The commission said it wants to ensure that less than 5 per cent of its population uses tobacco by 2040.
The proposal goes to members of the European Union and parliament members for review and if it is passed it will be put into action come 2023.
What is vaping?
In vaping, a battery-powered device called an e-cigarette, e-cig, e-cigar, or vape pen that resembles a traditional cigarette is used, with some looking like pens, pipes, or long USBs often with a mouthpiece at the tip, a heating element, electronic circuits, and rechargeable batteries—all in one device.
Weighing 30-80 grams, its portability makes it easy to have in purses, key holders, and pockets.
As the user sucks from the mouthpiece, a sensor activates a heating element that vaporizes a flavoured liquid solution called e-juice that fills the cartridges in the e-cigarette.
Holding it at the mouthpiece inhales the smoke into the lungs, which, in turn, causes a light-headed sensation.
The e- juice usually contains nicotine (an addictive drug in tobacco), propylene glycol, and flavouring.

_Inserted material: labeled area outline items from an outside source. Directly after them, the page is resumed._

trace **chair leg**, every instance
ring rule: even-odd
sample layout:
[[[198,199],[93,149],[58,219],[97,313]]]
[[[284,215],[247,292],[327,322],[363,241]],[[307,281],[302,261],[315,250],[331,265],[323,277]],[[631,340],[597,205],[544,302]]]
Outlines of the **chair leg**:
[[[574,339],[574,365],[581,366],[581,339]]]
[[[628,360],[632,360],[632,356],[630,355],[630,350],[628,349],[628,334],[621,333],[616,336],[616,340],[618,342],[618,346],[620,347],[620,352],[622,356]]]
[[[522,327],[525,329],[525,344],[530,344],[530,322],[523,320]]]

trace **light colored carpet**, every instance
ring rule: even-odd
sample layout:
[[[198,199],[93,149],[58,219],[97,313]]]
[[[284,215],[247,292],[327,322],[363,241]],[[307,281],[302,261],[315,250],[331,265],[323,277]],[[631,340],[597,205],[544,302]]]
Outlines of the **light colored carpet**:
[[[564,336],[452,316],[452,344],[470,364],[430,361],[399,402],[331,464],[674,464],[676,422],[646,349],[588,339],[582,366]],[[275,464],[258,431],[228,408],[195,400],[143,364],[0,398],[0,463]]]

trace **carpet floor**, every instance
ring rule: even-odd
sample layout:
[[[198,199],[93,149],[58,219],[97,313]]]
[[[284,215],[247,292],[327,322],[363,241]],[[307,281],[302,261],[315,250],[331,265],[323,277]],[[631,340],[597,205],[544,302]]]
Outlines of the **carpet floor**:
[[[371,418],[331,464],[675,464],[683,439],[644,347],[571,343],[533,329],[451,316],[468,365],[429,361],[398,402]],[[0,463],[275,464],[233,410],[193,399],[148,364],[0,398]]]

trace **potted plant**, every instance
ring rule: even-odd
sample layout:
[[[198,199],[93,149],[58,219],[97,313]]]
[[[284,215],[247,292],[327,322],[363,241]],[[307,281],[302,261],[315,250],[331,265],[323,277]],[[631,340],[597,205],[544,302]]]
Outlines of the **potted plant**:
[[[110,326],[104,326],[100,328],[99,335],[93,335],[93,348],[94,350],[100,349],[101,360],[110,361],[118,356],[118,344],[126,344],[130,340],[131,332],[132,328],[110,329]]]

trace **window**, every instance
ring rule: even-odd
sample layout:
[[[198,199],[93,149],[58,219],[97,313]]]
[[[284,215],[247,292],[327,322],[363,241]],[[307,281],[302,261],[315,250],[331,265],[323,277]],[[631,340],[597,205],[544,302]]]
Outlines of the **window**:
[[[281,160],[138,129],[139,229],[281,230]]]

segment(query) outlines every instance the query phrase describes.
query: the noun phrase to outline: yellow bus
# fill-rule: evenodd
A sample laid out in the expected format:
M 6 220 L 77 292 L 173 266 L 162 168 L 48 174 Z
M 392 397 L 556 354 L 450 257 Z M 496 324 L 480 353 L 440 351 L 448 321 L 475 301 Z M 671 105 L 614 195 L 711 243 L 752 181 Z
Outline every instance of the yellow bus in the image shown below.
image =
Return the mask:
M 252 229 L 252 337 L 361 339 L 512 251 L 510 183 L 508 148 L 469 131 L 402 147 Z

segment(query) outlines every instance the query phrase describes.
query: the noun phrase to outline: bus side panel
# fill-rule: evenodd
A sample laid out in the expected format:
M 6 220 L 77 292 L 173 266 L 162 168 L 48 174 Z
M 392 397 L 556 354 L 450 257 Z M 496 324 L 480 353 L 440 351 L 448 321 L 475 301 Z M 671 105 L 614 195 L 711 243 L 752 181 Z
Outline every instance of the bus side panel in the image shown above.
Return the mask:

The rise of vaping culture among millennials and Gen-Z is being attributed to the array of flavoured cartridges/ pods and vape products that may have tastes of watermelon, bubblegum, mint, strawberry, grapes, and yoghurt among other flavours.
It aims to provide a similar sensation to inhaling tobacco smoke, without the pervasive traditional smoke.
In Kenya, if the current budget 2022/2023 is passed, Treasury CS Yatani had in April during the budget reading proposed to change the taxation regime for liquid nicotine from the current shillings per unit to an excise duty of Sh70 per millilitre.
This is in a bid to make it less accessible to users, including school children and the youth.